AEMLAP heeft een enorm werkingsgebied en een lange soortenlijst. Geen soorten-benadering dus, maar meer generiek het landgebruik, jacht, vergiftiging, handel etc aanpakken. Mooi internationaal beleidskader. BirdLife partners kunnen dit gebruiken om hun eigen overheden te helpen (dan wel onder druk te zetten).
En dat is werk voor de toekomst! Dit is het kaartje van het BirdLife International partnerschap. Behoorlijke witte vlekken in Afrika. Mede dankzij LotE nu toetreding van Mauretanië! Ook ontwikkelingen in Senegal, Guinée-Bissau en Guinée.
We weten nog veel niet, maar we weten inmiddels al meer en kunnen ook betere vragen stellen. We moeten ten eerste meer zicht krijgen op de beperkende factoren in de levenscyclus. Van groot belang is het ophelderen van het habitatgebruik, en de relatie tussen habitatverandering en landgebruik. Hier liggen mooie kansen voor combinaties met zenderonderzoek (zoals bijv grauwe kiek). Seizoensvariatie is belangrijk ivm kritieke periodes (bijv opvetten voor trek). En er blijkt veel lokaal verschil te zijn tussen herstel en degradatie, hoe dat werkt is nog onvoldoende duidelijk.

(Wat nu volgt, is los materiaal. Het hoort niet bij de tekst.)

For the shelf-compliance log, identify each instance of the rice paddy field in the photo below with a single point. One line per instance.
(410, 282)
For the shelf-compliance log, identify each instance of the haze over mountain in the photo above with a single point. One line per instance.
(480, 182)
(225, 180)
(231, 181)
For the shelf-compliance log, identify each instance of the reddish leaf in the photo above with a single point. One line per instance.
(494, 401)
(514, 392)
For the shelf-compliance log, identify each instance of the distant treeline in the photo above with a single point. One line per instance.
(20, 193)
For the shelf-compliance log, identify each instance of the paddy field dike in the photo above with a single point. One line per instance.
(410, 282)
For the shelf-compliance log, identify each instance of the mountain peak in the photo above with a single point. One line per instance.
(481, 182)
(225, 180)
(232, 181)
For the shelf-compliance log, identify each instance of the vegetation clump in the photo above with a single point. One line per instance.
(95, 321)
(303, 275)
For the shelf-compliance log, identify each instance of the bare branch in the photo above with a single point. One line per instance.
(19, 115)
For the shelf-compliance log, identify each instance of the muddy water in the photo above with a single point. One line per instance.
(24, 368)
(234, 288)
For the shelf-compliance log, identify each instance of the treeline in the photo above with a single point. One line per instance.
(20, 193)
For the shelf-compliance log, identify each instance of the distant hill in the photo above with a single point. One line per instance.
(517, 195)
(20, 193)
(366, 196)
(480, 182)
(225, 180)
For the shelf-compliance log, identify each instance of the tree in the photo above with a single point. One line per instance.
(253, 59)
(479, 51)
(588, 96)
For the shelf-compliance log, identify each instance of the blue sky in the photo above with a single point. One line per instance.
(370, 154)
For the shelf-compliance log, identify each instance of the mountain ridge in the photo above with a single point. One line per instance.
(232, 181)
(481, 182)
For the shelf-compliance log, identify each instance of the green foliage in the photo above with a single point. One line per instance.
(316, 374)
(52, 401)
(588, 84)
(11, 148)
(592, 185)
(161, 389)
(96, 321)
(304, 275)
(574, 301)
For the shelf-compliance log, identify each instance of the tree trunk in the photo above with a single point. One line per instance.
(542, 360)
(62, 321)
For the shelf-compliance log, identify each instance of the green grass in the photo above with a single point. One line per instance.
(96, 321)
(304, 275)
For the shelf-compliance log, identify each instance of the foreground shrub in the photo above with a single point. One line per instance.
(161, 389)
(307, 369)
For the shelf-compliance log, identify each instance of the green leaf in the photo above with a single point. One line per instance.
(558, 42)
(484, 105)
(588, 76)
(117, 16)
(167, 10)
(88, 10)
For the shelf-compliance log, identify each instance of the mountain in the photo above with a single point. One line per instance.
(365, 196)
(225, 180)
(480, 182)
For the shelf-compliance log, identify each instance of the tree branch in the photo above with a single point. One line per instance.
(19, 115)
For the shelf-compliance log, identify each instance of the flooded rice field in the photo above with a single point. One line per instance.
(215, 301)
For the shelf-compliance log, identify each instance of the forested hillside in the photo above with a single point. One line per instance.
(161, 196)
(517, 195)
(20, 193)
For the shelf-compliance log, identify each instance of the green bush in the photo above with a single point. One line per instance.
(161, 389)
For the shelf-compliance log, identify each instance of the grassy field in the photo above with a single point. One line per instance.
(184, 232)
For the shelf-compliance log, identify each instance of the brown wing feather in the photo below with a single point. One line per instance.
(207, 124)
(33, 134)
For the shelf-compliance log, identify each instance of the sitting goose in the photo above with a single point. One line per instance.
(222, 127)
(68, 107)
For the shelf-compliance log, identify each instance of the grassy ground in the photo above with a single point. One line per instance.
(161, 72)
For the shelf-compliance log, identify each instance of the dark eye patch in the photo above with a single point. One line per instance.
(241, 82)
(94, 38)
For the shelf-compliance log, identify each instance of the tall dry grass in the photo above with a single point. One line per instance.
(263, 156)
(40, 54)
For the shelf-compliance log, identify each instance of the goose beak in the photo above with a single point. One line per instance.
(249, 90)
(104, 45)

Deze vragen kwamen ook aan de orde in het ontwikkelen van AEMLAP. RSPB en VBN lobbieden daarom voor oprichting van een internationaal platform voor landvogel-onderzoekers, ongeveer analoog aan de IWSG. Deze club, de MLSG, werd in maart vorig jaar officieel opgericht. Wapenfeiten zijn een symposium tijdens de laatste EOU conferentie. Mijn droom is dat hier straks wat meer Afrikaanse gezichten tussen staan dan die ene van nu!
In conclusie. LotE was al een opschaling, maar om verschil te maken moet er nog meer gebeuren. Enkele toekomstplannen waarin VBN gaat investeren. Niet alleen meer projecten, maar vooral invloed. Droom: de jongens op de foto zijn jeugdleden van de plaatselijke vwg, op weg naar hun volgende gouden grid blok voor de atlas. Tegen de tijd dat we in Afrikaanse landen net zo’n zaal kunnen vullen met vogeltellers ziet de wereld er waarschijnlijk een stuk beter uit!